Amp has the most sophisticated sub-agent architecture (Oracle, Librarian, Painter) from Sourcegraph's code intelligence DNA. Claude Code has 58x more npm downloads (8M vs 139K), published benchmarks (SWE-bench Pro #1), and 24x more HN engagement. Amp is a bet on code intelligence depth; Claude Code is the proven all-rounder.

Missing a contender?

If there's a skill we haven't ranked, submit it.

SUBMIT A SKILL →

Public signals

Ranking updated2026-03
2026-03-18 re-rank: Aider promoted to #2 on verified install data

Aider moves from #8 to #2 based on verified 2026-03-18 data: 191,828/week PyPI installs, 5.7M lifetime installs, 15B tokens/week (homepage). The only tool in the category with a fully independent, verifiable download number outside of Claude Code. Multi-model, git-native, no vendor lock-in.

Benchmark verified2026-03
SEAL SWE-bench Pro leaderboard (verified 2026-03-18): Claude Code #1 at 45.89%

Verified 2026-03-18 against SEAL public leaderboard. Claude Code #1 (45.89%). Augment scaffold 51.80% is highest raw number but not on standardized leaderboard. Qwen3-Coder-Next: 44.3% on Qwen Code leaderboard (unconfirmed on SEAL). Gemini CLI and Codex CLI standardized numbers unconfirmed on this date.

Archived2026-03
OpenCode archived — last release 9 months stale, known RCE

OpenCode last released v0.0.55 on 2025-06-27 — 9 months stale at time of this ranking. Known unauthenticated RCE vulnerability (432 HN pts on disclosure). Removed from active ranking pending resumed development and security remediation.

What changes this

Auggie CLI public GA release + independent SWE-bench Pro reproduction → could move to Tier 1 if the 51.80% scaffold advantage holds outside Augment's own benchmark setup.

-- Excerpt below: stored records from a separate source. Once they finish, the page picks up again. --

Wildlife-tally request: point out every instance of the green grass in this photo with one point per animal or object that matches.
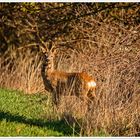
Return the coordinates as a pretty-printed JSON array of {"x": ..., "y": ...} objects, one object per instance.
[{"x": 22, "y": 115}]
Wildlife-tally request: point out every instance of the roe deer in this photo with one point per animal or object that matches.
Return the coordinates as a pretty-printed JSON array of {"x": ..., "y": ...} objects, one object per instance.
[{"x": 63, "y": 83}]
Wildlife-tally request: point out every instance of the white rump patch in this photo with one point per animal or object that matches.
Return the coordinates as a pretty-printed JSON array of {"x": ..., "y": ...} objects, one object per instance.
[{"x": 91, "y": 84}]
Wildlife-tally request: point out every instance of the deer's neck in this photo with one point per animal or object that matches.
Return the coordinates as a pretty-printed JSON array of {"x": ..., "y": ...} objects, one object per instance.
[{"x": 47, "y": 66}]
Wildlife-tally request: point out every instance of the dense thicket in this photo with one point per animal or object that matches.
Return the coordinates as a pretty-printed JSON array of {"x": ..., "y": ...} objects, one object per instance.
[{"x": 32, "y": 24}]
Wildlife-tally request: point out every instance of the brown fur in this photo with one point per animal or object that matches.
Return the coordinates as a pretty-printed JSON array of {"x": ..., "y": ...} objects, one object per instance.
[{"x": 71, "y": 84}]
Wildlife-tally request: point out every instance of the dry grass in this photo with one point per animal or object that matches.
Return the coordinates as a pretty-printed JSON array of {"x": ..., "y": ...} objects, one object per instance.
[
  {"x": 112, "y": 56},
  {"x": 21, "y": 72}
]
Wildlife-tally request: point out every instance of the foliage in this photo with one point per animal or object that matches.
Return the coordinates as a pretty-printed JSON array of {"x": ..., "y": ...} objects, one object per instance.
[
  {"x": 33, "y": 24},
  {"x": 22, "y": 115}
]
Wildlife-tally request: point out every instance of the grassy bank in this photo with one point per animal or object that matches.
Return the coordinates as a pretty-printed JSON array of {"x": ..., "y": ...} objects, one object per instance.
[{"x": 23, "y": 115}]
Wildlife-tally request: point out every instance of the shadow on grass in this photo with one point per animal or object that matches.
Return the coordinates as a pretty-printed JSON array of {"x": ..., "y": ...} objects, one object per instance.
[{"x": 59, "y": 126}]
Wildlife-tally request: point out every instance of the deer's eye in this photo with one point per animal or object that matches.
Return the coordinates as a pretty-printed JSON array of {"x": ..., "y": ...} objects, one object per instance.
[{"x": 91, "y": 84}]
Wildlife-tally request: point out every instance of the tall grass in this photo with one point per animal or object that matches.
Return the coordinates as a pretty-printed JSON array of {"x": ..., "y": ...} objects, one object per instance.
[{"x": 112, "y": 55}]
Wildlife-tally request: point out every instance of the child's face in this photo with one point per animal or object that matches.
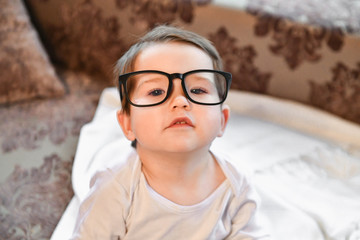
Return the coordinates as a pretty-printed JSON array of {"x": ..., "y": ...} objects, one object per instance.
[{"x": 176, "y": 125}]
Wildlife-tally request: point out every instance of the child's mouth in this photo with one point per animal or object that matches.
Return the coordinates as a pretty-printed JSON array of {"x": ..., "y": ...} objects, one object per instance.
[{"x": 181, "y": 122}]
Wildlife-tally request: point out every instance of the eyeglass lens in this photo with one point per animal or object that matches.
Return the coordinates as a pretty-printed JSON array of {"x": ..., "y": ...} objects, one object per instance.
[{"x": 152, "y": 88}]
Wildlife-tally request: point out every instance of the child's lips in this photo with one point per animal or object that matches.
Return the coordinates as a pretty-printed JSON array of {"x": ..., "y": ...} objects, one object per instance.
[{"x": 181, "y": 122}]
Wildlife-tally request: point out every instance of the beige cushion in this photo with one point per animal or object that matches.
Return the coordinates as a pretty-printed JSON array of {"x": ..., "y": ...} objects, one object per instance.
[{"x": 25, "y": 70}]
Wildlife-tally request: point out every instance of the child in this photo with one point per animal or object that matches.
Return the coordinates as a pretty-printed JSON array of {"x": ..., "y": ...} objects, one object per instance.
[{"x": 172, "y": 91}]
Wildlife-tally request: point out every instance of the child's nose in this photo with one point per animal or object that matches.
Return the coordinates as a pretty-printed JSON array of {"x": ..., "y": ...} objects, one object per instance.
[{"x": 178, "y": 97}]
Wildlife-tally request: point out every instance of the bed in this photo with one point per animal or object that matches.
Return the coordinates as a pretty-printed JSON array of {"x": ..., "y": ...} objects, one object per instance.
[
  {"x": 309, "y": 183},
  {"x": 295, "y": 103}
]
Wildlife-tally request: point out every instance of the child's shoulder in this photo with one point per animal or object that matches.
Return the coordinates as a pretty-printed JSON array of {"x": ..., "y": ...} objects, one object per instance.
[
  {"x": 123, "y": 176},
  {"x": 238, "y": 177}
]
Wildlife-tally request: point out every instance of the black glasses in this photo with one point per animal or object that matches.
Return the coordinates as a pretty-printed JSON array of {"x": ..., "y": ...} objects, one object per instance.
[{"x": 150, "y": 87}]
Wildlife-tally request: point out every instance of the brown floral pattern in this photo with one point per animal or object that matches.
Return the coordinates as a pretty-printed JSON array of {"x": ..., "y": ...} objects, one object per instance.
[
  {"x": 336, "y": 14},
  {"x": 86, "y": 40},
  {"x": 32, "y": 201},
  {"x": 297, "y": 43},
  {"x": 240, "y": 62},
  {"x": 340, "y": 95},
  {"x": 25, "y": 70},
  {"x": 25, "y": 125}
]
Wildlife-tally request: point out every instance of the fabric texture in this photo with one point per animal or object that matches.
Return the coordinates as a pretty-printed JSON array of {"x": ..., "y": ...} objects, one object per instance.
[
  {"x": 300, "y": 50},
  {"x": 131, "y": 209},
  {"x": 295, "y": 173},
  {"x": 25, "y": 68}
]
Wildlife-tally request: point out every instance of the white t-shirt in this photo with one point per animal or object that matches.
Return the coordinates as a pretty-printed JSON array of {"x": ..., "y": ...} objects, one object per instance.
[{"x": 121, "y": 205}]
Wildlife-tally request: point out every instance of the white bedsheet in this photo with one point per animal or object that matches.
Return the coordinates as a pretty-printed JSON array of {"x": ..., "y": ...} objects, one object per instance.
[{"x": 310, "y": 187}]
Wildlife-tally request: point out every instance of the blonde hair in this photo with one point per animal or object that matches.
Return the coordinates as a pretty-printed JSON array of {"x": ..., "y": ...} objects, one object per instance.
[{"x": 163, "y": 34}]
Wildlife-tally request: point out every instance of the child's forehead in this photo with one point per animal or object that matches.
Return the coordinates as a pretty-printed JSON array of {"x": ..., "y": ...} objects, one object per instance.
[{"x": 172, "y": 54}]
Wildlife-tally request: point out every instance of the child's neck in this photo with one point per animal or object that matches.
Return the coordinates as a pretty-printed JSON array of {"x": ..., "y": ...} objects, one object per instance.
[{"x": 185, "y": 179}]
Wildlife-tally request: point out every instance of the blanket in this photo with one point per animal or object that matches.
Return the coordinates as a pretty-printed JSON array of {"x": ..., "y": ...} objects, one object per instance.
[{"x": 304, "y": 163}]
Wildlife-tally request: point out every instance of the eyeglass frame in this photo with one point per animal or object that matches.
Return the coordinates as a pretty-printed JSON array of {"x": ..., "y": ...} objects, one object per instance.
[{"x": 171, "y": 76}]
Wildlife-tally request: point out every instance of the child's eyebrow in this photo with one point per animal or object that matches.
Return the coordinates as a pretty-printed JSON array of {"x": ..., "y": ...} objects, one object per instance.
[{"x": 146, "y": 79}]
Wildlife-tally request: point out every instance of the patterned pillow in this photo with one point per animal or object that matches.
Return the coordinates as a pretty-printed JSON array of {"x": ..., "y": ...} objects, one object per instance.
[{"x": 25, "y": 70}]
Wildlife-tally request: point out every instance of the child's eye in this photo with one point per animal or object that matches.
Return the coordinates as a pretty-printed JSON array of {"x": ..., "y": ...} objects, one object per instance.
[
  {"x": 156, "y": 92},
  {"x": 198, "y": 91}
]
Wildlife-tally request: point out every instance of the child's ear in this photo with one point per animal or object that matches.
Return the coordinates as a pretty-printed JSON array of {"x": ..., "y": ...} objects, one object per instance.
[
  {"x": 225, "y": 115},
  {"x": 125, "y": 124}
]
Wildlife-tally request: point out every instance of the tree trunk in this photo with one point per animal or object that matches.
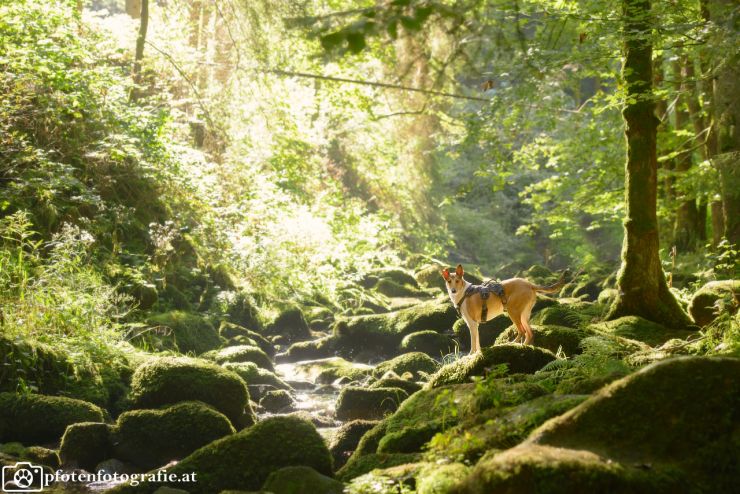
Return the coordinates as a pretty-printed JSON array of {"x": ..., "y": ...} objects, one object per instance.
[
  {"x": 686, "y": 227},
  {"x": 139, "y": 55},
  {"x": 642, "y": 286}
]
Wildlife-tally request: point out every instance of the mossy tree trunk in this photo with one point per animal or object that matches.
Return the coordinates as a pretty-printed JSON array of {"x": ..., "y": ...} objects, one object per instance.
[{"x": 642, "y": 286}]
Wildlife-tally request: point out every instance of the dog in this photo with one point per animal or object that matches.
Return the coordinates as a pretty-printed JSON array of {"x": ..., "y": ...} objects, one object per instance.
[{"x": 517, "y": 298}]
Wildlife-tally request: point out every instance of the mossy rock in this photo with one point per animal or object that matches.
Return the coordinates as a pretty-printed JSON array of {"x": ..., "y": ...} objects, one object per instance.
[
  {"x": 84, "y": 445},
  {"x": 346, "y": 438},
  {"x": 301, "y": 480},
  {"x": 327, "y": 371},
  {"x": 702, "y": 306},
  {"x": 518, "y": 359},
  {"x": 240, "y": 353},
  {"x": 368, "y": 403},
  {"x": 277, "y": 401},
  {"x": 396, "y": 275},
  {"x": 310, "y": 350},
  {"x": 430, "y": 342},
  {"x": 40, "y": 419},
  {"x": 179, "y": 331},
  {"x": 396, "y": 382},
  {"x": 552, "y": 338},
  {"x": 390, "y": 288},
  {"x": 152, "y": 438},
  {"x": 256, "y": 376},
  {"x": 235, "y": 334},
  {"x": 290, "y": 323},
  {"x": 639, "y": 329},
  {"x": 382, "y": 333},
  {"x": 530, "y": 469},
  {"x": 244, "y": 461},
  {"x": 417, "y": 363},
  {"x": 487, "y": 332},
  {"x": 558, "y": 315},
  {"x": 169, "y": 380},
  {"x": 366, "y": 464},
  {"x": 698, "y": 396}
]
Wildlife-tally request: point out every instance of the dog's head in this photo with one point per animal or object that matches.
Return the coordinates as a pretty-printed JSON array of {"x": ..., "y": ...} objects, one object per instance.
[{"x": 454, "y": 280}]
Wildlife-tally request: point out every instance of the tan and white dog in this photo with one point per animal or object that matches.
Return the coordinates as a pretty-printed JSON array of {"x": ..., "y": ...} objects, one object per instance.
[{"x": 519, "y": 298}]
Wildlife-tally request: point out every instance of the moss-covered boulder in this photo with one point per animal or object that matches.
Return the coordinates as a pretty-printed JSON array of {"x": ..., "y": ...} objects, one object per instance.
[
  {"x": 40, "y": 419},
  {"x": 180, "y": 331},
  {"x": 291, "y": 323},
  {"x": 638, "y": 329},
  {"x": 169, "y": 380},
  {"x": 416, "y": 363},
  {"x": 368, "y": 403},
  {"x": 552, "y": 338},
  {"x": 152, "y": 438},
  {"x": 393, "y": 381},
  {"x": 84, "y": 445},
  {"x": 240, "y": 353},
  {"x": 327, "y": 371},
  {"x": 244, "y": 460},
  {"x": 277, "y": 401},
  {"x": 430, "y": 342},
  {"x": 686, "y": 443},
  {"x": 383, "y": 333},
  {"x": 239, "y": 335},
  {"x": 703, "y": 306},
  {"x": 301, "y": 480},
  {"x": 346, "y": 438},
  {"x": 518, "y": 359}
]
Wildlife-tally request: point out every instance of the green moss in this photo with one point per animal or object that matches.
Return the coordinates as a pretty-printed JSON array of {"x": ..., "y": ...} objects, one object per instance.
[
  {"x": 326, "y": 371},
  {"x": 702, "y": 306},
  {"x": 430, "y": 342},
  {"x": 277, "y": 401},
  {"x": 238, "y": 335},
  {"x": 518, "y": 358},
  {"x": 552, "y": 338},
  {"x": 417, "y": 363},
  {"x": 39, "y": 419},
  {"x": 639, "y": 329},
  {"x": 383, "y": 332},
  {"x": 368, "y": 403},
  {"x": 290, "y": 323},
  {"x": 179, "y": 331},
  {"x": 365, "y": 464},
  {"x": 396, "y": 382},
  {"x": 244, "y": 460},
  {"x": 301, "y": 480},
  {"x": 152, "y": 438},
  {"x": 84, "y": 445},
  {"x": 170, "y": 380},
  {"x": 240, "y": 353},
  {"x": 346, "y": 438}
]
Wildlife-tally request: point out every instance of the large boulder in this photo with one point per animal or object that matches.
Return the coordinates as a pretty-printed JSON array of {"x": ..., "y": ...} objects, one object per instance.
[
  {"x": 170, "y": 380},
  {"x": 40, "y": 419},
  {"x": 180, "y": 331},
  {"x": 671, "y": 427},
  {"x": 152, "y": 438},
  {"x": 416, "y": 363},
  {"x": 383, "y": 333},
  {"x": 368, "y": 403},
  {"x": 301, "y": 480},
  {"x": 518, "y": 359},
  {"x": 240, "y": 353},
  {"x": 703, "y": 304},
  {"x": 244, "y": 460}
]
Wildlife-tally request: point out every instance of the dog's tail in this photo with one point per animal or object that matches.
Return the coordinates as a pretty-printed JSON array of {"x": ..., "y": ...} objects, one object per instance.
[{"x": 555, "y": 287}]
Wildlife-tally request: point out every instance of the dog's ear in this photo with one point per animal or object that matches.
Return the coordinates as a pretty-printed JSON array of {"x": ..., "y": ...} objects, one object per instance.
[{"x": 459, "y": 271}]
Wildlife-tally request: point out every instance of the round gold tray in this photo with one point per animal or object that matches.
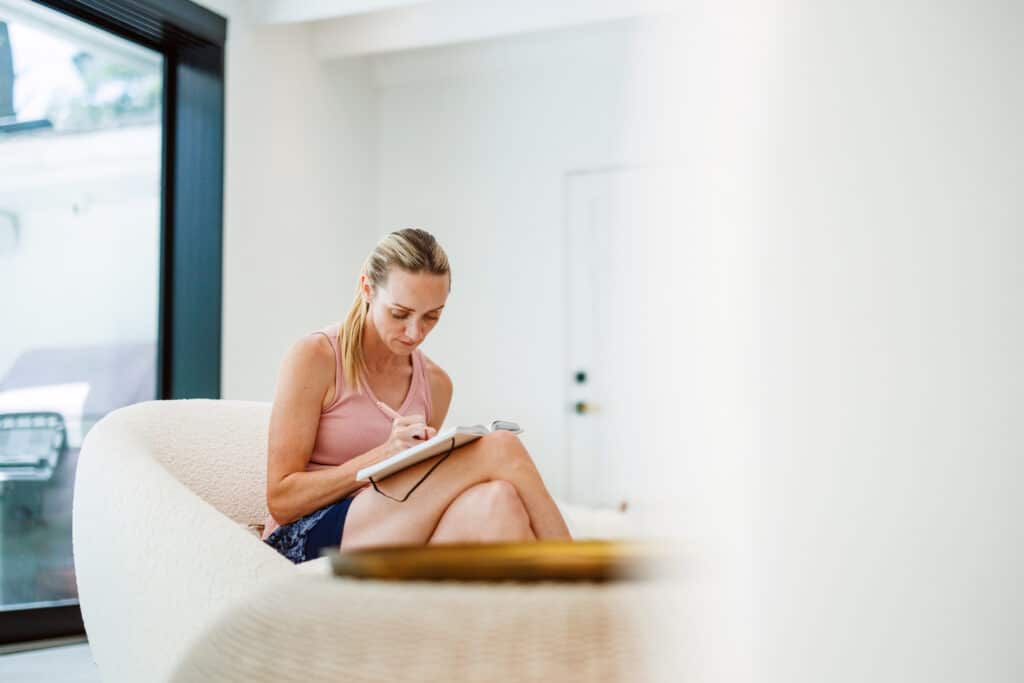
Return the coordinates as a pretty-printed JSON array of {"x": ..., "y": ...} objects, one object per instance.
[{"x": 537, "y": 560}]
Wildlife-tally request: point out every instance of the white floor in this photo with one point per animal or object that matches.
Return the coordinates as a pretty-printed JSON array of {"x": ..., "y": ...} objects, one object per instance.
[{"x": 68, "y": 664}]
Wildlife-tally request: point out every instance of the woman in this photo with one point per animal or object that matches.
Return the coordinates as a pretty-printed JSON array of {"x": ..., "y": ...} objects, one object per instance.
[{"x": 355, "y": 393}]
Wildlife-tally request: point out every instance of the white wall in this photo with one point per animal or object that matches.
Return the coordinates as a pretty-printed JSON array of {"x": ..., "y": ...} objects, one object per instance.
[
  {"x": 298, "y": 194},
  {"x": 888, "y": 518},
  {"x": 473, "y": 143}
]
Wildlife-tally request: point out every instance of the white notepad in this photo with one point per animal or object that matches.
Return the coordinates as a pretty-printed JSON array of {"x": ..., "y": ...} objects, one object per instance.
[{"x": 436, "y": 445}]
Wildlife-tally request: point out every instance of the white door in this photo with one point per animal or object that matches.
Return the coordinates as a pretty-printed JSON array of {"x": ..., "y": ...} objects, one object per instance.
[{"x": 606, "y": 222}]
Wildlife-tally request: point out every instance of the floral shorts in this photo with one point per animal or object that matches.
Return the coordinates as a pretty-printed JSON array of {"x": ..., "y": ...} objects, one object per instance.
[{"x": 305, "y": 538}]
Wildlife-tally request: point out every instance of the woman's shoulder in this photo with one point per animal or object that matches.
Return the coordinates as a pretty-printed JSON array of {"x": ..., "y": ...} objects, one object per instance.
[
  {"x": 438, "y": 379},
  {"x": 311, "y": 351}
]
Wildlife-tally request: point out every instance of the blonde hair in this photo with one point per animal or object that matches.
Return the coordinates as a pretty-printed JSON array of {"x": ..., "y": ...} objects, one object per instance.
[{"x": 412, "y": 250}]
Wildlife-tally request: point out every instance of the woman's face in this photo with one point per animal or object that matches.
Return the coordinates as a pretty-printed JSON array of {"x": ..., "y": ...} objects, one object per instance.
[{"x": 407, "y": 307}]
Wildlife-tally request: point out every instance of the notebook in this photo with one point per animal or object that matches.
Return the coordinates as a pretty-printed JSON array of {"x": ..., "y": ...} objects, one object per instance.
[{"x": 434, "y": 446}]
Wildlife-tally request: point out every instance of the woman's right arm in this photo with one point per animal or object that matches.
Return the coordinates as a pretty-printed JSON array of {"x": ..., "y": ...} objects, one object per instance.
[{"x": 306, "y": 376}]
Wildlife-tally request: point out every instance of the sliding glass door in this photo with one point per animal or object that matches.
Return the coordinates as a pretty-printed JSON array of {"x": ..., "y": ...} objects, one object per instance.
[
  {"x": 80, "y": 203},
  {"x": 110, "y": 219}
]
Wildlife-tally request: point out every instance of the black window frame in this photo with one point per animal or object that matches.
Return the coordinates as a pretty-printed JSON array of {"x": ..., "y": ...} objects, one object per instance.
[{"x": 188, "y": 341}]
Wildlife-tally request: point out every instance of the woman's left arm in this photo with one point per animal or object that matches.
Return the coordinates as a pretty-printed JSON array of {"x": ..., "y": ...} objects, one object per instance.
[{"x": 440, "y": 393}]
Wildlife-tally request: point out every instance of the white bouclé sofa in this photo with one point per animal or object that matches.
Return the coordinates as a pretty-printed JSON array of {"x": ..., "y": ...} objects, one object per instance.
[{"x": 173, "y": 586}]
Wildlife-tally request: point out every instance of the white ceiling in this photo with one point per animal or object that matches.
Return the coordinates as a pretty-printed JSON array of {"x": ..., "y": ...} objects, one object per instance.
[
  {"x": 352, "y": 28},
  {"x": 289, "y": 11}
]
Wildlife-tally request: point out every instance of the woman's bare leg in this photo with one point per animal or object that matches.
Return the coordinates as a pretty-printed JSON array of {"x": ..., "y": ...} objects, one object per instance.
[
  {"x": 488, "y": 512},
  {"x": 376, "y": 520}
]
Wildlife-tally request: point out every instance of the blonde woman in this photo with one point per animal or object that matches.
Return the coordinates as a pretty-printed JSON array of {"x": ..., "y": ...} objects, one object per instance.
[{"x": 354, "y": 393}]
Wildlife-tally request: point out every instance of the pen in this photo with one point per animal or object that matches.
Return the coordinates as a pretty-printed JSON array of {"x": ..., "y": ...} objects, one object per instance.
[{"x": 388, "y": 410}]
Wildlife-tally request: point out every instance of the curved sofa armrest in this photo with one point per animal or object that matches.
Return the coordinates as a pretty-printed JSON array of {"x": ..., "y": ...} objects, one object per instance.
[{"x": 155, "y": 563}]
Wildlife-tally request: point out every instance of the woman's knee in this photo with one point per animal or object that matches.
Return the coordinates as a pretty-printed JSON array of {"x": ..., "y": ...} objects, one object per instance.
[
  {"x": 501, "y": 500},
  {"x": 505, "y": 449}
]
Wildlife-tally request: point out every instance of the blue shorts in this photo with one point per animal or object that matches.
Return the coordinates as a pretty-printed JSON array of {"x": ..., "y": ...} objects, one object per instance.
[{"x": 305, "y": 538}]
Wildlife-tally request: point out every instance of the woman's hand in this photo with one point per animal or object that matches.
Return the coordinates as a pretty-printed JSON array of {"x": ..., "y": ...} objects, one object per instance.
[{"x": 407, "y": 431}]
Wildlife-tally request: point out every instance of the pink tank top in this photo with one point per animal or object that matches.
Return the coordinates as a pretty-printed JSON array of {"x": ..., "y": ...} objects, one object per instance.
[{"x": 353, "y": 424}]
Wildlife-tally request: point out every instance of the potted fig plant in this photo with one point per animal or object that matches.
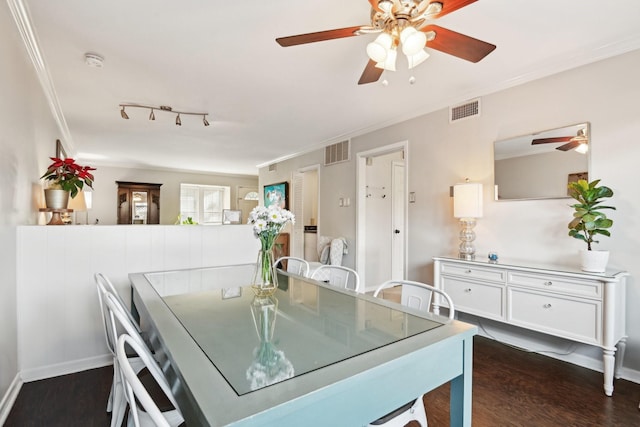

Gemini CLI publishing a credible SEAL SWE-bench Pro number → could move to #1 or #2 depending on result; currently ranked on traction alone.

Junie CLI post-beta community evidence → JetBrains' 11M+ installed base is large enough that strong first 60 days of public reception would immediately justify a Tier 2 slot.

Cline publishing a credible third-party security audit → would restore trust score and move it back into active Tier 2 consideration.

Aider publishing a SWE-bench Pro standardized number → would likely lock in #2 slot; currently its install verifiability is the strongest non-Anthropic signal in the category.

OpenCode resuming active development and patching the RCE → minimum bar to re-enter the ranking.

Claude Code quality regression persisting (the 'dumbed down' thread had 1,085 pts / 702 comments) → if perception hardens into documented capability regression, Tier 1 position is at risk.

If Gemini CLI fixes the file deletion pattern and files a clean safety record for 3+ months, its free tier + 1M context makes it a serious #2 contender.

If Codex CLI closes the SWE-bench standardized gap while maintaining cost/speed advantages, the #3/#4 ordering could shift.